Des conséquences financières lourdes pour les garages

Paradoxalement, les garages victimes de ces attaques se retrouvent aujourd’hui en première ligne face à l’administration fiscale.

Les taxes liées aux immatriculations frauduleuses leur sont réclamées, pour des montants qui peuvent atteindre plusieurs centaines de milliers d’euros.

Une situation qui met directement en danger leur trésorerie, voire la continuité de leur activité.

Pourtant, les professionnels concernés ont respecté les procédures imposées : dépôts de plainte, signalements aux services de l’État, application des règles de sécurité en vigueur.

Malgré cela, ils font face à des procédures de recouvrement et à des risques de suspension de leur habilitation, alors même qu’ils sont reconnus comme victimes des fraudes.

Une chaîne de confiance fragilisée pour les consommateurs

Au-delà des garages, ces fraudes affectent l’ensemble de la chaîne de l’immatriculation.

Pour les particuliers, les risques sont multiples :

  • circulation de véhicules immatriculés de manière frauduleuse,
  • complexification des contrôles administratifs,
  • difficultés lors de la revente,
  • perte de lisibilité sur l’historique des véhicules, en particulier sur le marché de l’occasion.

La question de la fiabilité de l’identification des véhicules en circulation se trouve ainsi posée.

À terme, c’est la confiance dans le système administratif et dans la régulation du marché automobile qui se trouve fragilisée.

« Les professionnels ne peuvent pas payer pour les défaillances du système »

Pour la FNA, la responsabilité est claire. Le SIV est un outil régalien, qui repose sur la délégation de confiance accordée par l’État aux professionnels habilités. Les défaillances de sécurité observées relèvent donc directement de la sphère publique.

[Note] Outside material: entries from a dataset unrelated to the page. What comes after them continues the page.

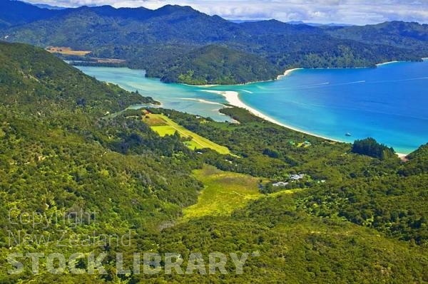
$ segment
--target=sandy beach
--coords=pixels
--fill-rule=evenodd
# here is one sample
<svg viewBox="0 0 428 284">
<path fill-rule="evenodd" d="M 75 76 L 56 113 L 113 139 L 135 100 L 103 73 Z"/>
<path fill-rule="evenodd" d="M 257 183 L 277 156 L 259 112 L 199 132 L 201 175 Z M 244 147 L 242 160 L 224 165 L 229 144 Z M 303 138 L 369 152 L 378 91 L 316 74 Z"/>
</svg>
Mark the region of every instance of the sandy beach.
<svg viewBox="0 0 428 284">
<path fill-rule="evenodd" d="M 290 129 L 292 130 L 298 131 L 299 132 L 302 132 L 302 133 L 307 134 L 307 135 L 310 135 L 312 136 L 315 136 L 315 137 L 317 137 L 320 138 L 325 139 L 327 140 L 340 142 L 339 140 L 335 140 L 334 139 L 325 137 L 317 135 L 314 133 L 310 133 L 307 131 L 305 131 L 305 130 L 302 130 L 296 128 L 296 127 L 293 127 L 292 126 L 287 125 L 284 123 L 281 123 L 279 121 L 277 121 L 277 120 L 259 112 L 258 110 L 255 110 L 254 108 L 245 105 L 244 102 L 243 102 L 242 100 L 240 100 L 239 93 L 238 92 L 235 92 L 235 91 L 224 91 L 223 92 L 223 91 L 219 91 L 219 90 L 218 91 L 218 90 L 204 90 L 204 92 L 213 93 L 221 95 L 223 97 L 225 97 L 225 98 L 226 99 L 226 100 L 228 101 L 228 102 L 230 105 L 233 105 L 237 107 L 241 107 L 241 108 L 245 109 L 245 110 L 248 110 L 250 112 L 251 112 L 252 114 L 253 114 L 254 115 L 255 115 L 258 117 L 263 118 L 263 120 L 268 121 L 270 122 L 275 123 L 276 125 L 282 126 L 284 127 Z"/>
<path fill-rule="evenodd" d="M 399 61 L 388 61 L 388 62 L 384 62 L 383 63 L 378 63 L 378 64 L 376 64 L 376 66 L 382 66 L 382 65 L 387 65 L 387 64 L 392 64 L 392 63 L 398 63 L 398 62 L 399 62 Z"/>
<path fill-rule="evenodd" d="M 392 62 L 387 62 L 384 63 L 380 63 L 378 65 L 385 65 L 385 64 L 390 64 L 390 63 L 397 63 L 398 61 L 392 61 Z M 294 68 L 294 69 L 290 69 L 290 70 L 287 70 L 283 75 L 280 75 L 278 76 L 278 79 L 284 77 L 284 76 L 287 76 L 290 74 L 291 74 L 292 72 L 297 70 L 301 70 L 302 68 Z M 329 137 L 325 137 L 321 135 L 318 135 L 314 133 L 311 133 L 308 131 L 305 131 L 305 130 L 302 130 L 301 129 L 297 128 L 297 127 L 294 127 L 290 125 L 285 125 L 284 123 L 281 123 L 279 121 L 260 112 L 260 111 L 255 110 L 254 108 L 245 105 L 242 100 L 240 100 L 239 98 L 239 93 L 238 92 L 235 92 L 235 91 L 218 91 L 218 90 L 204 90 L 204 92 L 207 92 L 207 93 L 216 93 L 218 95 L 223 95 L 226 100 L 228 101 L 228 102 L 231 105 L 233 105 L 235 107 L 241 107 L 243 108 L 245 110 L 248 110 L 250 112 L 251 112 L 252 114 L 253 114 L 254 115 L 260 117 L 266 121 L 268 121 L 272 123 L 275 123 L 276 125 L 282 126 L 284 127 L 295 130 L 295 131 L 297 131 L 299 132 L 302 132 L 302 133 L 305 133 L 305 134 L 307 134 L 309 135 L 312 135 L 312 136 L 315 136 L 317 137 L 320 137 L 320 138 L 322 138 L 322 139 L 325 139 L 327 140 L 330 140 L 330 141 L 335 141 L 335 142 L 344 142 L 344 141 L 340 141 L 340 140 L 336 140 L 332 138 L 329 138 Z M 403 161 L 406 160 L 406 157 L 407 156 L 407 154 L 402 154 L 402 153 L 396 153 L 397 155 L 402 159 Z"/>
</svg>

« Ces garages sont des entreprises de proximité, souvent familiales, qui se retrouvent menacées pour des fraudes qu’elles n’ont pas commises », souligne Bruno Choix, président de la branche Maintenance-Vente de la FNA.

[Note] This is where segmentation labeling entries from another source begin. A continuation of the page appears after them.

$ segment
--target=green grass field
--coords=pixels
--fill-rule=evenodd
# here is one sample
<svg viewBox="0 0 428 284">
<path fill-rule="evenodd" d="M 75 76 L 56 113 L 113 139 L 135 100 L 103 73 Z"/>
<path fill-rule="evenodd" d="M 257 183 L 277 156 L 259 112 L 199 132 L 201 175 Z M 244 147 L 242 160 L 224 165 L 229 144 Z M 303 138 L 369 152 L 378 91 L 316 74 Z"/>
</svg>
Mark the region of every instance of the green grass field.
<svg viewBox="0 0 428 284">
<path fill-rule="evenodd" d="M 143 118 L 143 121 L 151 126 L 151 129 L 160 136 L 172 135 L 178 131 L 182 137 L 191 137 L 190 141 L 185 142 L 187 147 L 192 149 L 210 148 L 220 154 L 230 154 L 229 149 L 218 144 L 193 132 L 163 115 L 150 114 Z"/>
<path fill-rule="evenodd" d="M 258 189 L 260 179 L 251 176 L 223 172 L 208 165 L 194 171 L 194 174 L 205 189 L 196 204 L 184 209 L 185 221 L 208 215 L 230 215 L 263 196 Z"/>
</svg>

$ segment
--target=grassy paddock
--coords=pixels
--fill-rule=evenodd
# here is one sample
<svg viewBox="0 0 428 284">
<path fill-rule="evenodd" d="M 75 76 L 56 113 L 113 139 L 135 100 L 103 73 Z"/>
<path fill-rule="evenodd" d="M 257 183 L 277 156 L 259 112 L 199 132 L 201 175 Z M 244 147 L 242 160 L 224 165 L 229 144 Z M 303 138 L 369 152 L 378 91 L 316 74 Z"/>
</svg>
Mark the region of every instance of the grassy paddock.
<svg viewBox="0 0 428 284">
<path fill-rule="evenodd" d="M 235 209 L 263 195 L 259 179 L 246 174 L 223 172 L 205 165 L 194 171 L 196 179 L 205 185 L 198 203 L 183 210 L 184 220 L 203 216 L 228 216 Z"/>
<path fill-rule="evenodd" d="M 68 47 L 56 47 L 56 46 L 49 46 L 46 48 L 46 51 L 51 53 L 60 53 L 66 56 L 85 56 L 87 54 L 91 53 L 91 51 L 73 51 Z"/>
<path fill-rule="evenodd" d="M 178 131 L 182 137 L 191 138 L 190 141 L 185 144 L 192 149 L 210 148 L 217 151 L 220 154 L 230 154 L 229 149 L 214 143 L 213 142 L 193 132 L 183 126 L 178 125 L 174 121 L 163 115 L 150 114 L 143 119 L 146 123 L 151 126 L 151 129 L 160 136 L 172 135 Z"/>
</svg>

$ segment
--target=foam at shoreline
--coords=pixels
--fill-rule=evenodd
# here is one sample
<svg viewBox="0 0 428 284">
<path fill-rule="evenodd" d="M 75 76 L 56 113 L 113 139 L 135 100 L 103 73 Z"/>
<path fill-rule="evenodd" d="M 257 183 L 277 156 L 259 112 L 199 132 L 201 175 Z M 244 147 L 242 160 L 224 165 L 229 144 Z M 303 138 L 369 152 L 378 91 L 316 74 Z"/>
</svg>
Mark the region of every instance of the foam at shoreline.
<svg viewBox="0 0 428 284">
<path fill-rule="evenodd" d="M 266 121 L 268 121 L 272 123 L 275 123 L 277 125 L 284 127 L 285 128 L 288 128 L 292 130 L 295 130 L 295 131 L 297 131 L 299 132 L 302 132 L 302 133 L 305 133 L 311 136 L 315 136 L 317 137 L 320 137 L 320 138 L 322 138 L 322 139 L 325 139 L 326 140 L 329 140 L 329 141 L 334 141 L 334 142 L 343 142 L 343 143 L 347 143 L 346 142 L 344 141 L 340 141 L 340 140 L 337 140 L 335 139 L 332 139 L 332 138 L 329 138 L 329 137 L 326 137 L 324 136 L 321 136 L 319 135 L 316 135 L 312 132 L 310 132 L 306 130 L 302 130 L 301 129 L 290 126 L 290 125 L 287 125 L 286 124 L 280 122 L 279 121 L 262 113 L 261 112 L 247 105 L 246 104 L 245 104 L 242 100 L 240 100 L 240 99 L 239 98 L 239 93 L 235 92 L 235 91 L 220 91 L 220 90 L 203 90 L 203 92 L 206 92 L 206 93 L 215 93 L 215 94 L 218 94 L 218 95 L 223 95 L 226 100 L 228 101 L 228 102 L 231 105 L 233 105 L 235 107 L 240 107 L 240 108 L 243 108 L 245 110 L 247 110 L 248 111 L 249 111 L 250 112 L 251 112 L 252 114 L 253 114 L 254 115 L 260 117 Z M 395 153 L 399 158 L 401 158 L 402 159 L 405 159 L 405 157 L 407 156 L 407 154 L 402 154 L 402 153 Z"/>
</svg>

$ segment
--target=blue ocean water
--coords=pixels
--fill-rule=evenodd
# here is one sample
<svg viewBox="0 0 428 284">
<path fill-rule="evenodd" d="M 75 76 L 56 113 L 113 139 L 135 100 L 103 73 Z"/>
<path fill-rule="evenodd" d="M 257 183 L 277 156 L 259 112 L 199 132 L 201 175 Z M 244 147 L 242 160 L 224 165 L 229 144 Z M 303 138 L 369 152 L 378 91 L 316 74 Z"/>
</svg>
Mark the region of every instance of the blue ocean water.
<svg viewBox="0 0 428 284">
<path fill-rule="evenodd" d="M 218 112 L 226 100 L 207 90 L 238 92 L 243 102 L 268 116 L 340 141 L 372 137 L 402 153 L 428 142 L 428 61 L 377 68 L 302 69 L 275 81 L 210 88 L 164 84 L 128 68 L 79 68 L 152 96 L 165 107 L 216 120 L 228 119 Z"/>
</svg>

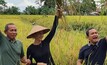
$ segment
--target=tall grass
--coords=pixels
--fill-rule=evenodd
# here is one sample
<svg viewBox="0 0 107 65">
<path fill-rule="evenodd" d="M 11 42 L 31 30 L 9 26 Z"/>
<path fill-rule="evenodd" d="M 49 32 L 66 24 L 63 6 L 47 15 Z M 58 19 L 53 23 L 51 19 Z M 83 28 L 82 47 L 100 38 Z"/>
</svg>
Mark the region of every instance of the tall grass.
<svg viewBox="0 0 107 65">
<path fill-rule="evenodd" d="M 95 27 L 100 37 L 107 34 L 106 16 L 67 16 L 67 27 L 59 20 L 56 34 L 51 41 L 50 48 L 56 65 L 76 65 L 80 48 L 87 44 L 85 30 Z M 18 28 L 17 39 L 23 42 L 24 51 L 33 42 L 26 36 L 32 28 L 32 24 L 39 24 L 51 28 L 54 16 L 40 15 L 0 15 L 0 30 L 3 32 L 5 24 L 12 22 Z M 46 34 L 47 35 L 47 34 Z M 45 36 L 46 36 L 45 35 Z M 107 62 L 105 62 L 107 64 Z"/>
</svg>

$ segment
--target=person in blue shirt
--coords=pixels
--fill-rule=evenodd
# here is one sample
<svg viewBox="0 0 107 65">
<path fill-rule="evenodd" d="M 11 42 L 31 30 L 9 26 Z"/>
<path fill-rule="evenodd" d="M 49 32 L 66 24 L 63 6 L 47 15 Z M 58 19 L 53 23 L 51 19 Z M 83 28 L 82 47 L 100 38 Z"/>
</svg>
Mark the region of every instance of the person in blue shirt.
<svg viewBox="0 0 107 65">
<path fill-rule="evenodd" d="M 89 43 L 80 49 L 77 65 L 104 65 L 107 37 L 99 39 L 99 34 L 95 28 L 89 28 L 86 31 L 86 36 Z"/>
<path fill-rule="evenodd" d="M 60 10 L 57 10 L 51 30 L 46 27 L 36 25 L 27 36 L 27 38 L 34 38 L 34 42 L 27 49 L 27 58 L 31 60 L 31 65 L 55 65 L 50 53 L 50 42 L 55 35 L 56 28 L 58 26 L 58 19 L 62 16 L 61 13 L 62 12 Z M 44 34 L 47 32 L 49 32 L 49 34 L 42 40 Z M 33 63 L 33 58 L 36 63 Z"/>
</svg>

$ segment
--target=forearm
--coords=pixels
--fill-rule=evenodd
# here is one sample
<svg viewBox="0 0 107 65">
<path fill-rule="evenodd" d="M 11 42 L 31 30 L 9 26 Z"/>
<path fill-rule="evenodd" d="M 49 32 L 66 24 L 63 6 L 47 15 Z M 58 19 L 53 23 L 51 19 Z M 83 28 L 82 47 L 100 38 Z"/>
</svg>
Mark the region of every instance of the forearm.
<svg viewBox="0 0 107 65">
<path fill-rule="evenodd" d="M 21 58 L 22 63 L 26 63 L 26 61 L 27 61 L 27 58 L 25 56 L 23 58 Z"/>
<path fill-rule="evenodd" d="M 26 64 L 26 65 L 30 65 L 31 61 L 29 59 L 27 59 L 25 56 L 21 59 L 21 62 Z"/>
<path fill-rule="evenodd" d="M 82 65 L 82 60 L 77 60 L 77 65 Z"/>
</svg>

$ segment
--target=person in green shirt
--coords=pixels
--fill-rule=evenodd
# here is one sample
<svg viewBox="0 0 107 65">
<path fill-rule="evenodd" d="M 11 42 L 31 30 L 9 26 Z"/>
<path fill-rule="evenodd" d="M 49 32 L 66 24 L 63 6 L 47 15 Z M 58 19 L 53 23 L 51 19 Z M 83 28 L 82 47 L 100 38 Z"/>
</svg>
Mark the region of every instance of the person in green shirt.
<svg viewBox="0 0 107 65">
<path fill-rule="evenodd" d="M 0 65 L 20 65 L 20 61 L 29 65 L 31 62 L 24 56 L 21 41 L 16 40 L 16 26 L 8 23 L 4 32 L 6 36 L 0 31 Z"/>
</svg>

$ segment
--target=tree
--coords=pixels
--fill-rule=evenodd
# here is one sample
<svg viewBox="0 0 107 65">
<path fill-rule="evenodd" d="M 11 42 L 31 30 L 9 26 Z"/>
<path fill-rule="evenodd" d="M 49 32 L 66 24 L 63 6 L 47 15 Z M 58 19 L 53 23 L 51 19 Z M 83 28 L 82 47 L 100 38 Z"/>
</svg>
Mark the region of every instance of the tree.
<svg viewBox="0 0 107 65">
<path fill-rule="evenodd" d="M 96 11 L 96 4 L 94 0 L 83 0 L 80 7 L 80 13 L 88 15 L 90 12 Z"/>
</svg>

Il appelle à une sécurisation rapide du système afin de protéger à la fois les professionnels et les automobilistes.

Des demandes précises adressées aux pouvoirs publics

Face à l’urgence, la FNA formule plusieurs demandes : un renforcement effectif de la sécurisation des accès au SIV, la mise en place de mécanismes de détection automatique des anomalies, ainsi que la suspension immédiate des prélèvements fiscaux visant les professionnels victimes, le temps que les procédures judiciaires aboutissent.

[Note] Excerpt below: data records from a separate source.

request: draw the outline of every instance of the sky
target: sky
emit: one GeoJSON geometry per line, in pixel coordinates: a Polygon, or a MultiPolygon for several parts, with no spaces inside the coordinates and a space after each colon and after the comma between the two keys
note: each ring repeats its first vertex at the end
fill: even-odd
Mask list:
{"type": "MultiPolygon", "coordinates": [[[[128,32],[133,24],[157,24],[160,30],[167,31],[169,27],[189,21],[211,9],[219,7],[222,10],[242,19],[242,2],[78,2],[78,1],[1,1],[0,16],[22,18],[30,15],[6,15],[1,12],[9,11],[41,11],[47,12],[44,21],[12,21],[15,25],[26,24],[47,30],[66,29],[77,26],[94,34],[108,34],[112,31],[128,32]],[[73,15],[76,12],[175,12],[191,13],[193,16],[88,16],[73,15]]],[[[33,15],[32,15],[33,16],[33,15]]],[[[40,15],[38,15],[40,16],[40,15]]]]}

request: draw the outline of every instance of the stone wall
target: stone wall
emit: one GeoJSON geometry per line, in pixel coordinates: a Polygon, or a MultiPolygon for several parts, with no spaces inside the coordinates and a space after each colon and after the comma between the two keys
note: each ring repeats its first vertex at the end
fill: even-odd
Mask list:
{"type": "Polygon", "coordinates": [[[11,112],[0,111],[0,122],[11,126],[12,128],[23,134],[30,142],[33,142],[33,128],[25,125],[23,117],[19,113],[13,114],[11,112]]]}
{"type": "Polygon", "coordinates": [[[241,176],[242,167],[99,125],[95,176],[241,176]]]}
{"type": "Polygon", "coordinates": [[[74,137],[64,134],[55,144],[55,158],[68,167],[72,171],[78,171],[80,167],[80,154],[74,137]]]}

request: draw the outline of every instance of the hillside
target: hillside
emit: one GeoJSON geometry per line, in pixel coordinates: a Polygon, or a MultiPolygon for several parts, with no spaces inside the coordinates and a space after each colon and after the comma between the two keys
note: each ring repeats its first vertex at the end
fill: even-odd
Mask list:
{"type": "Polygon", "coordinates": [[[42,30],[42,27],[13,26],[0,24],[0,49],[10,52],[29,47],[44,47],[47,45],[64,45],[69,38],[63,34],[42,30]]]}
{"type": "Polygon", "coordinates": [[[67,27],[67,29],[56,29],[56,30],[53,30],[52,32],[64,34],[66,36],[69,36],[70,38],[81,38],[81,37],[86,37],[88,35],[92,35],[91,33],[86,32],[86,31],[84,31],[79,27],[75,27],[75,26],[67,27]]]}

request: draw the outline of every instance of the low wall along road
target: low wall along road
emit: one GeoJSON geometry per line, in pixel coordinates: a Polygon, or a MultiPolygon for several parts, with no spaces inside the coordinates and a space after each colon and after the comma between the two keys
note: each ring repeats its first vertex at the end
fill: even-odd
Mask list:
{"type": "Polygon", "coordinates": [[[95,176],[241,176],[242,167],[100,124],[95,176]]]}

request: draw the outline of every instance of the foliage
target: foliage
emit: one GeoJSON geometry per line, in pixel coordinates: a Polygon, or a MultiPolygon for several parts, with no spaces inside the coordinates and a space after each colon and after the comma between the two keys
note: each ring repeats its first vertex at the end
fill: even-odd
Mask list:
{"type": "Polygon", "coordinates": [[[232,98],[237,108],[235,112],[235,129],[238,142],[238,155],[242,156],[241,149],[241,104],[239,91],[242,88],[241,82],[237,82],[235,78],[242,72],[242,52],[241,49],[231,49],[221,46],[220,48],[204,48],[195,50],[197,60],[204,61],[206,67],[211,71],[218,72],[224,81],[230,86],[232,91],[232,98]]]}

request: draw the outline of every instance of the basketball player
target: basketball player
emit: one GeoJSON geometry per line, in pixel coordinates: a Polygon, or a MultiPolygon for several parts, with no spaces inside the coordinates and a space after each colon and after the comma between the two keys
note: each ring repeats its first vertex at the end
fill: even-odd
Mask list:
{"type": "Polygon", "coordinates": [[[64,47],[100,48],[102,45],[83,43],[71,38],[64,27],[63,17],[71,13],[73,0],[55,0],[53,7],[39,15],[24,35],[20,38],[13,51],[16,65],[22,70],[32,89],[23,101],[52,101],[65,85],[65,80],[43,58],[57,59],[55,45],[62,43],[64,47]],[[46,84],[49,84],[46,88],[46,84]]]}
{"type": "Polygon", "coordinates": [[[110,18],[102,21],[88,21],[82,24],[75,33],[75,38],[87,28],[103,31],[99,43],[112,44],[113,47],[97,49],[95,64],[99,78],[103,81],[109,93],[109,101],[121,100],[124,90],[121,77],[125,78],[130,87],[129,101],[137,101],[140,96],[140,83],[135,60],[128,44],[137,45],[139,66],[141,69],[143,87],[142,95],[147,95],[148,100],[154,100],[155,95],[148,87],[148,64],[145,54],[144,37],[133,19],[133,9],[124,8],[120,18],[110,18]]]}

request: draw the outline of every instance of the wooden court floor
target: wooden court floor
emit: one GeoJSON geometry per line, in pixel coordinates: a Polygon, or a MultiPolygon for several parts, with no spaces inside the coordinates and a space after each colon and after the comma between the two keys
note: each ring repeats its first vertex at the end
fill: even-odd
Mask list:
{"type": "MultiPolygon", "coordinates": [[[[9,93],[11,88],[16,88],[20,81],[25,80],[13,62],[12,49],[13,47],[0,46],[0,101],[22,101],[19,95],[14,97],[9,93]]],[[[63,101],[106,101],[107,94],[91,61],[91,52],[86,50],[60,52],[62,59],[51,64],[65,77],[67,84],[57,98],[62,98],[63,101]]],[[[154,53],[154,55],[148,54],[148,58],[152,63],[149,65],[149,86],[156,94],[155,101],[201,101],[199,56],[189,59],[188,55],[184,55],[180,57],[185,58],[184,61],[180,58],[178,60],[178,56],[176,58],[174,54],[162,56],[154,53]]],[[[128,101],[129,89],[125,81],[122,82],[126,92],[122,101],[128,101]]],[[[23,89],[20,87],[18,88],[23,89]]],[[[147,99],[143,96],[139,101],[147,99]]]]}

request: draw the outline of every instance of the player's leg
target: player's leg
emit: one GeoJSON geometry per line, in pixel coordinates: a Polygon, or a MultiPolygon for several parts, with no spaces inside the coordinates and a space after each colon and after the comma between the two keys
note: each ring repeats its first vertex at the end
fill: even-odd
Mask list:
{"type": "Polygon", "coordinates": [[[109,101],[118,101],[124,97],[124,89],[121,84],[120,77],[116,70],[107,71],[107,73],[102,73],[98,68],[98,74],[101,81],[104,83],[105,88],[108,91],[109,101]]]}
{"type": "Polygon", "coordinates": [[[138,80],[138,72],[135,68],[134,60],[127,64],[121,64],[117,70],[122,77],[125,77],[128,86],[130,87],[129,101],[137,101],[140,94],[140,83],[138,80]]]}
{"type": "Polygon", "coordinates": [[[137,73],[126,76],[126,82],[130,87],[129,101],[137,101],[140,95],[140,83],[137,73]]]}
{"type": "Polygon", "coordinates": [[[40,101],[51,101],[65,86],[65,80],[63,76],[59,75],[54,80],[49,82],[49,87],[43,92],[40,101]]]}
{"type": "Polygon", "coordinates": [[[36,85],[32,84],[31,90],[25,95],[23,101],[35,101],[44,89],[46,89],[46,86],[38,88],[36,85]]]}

L’organisation réclame également une protection accrue contre les suspensions prolongées d’habilitation et la réalisation d’un audit des immatriculations suspectes afin de rétablir la fiabilité du dispositif.

À défaut de réponses rapides, la FNA alerte sur un risque de désengagement massif des professionnels habilités, ce qui compromettrait durablement le fonctionnement du système et le service rendu aux usagers.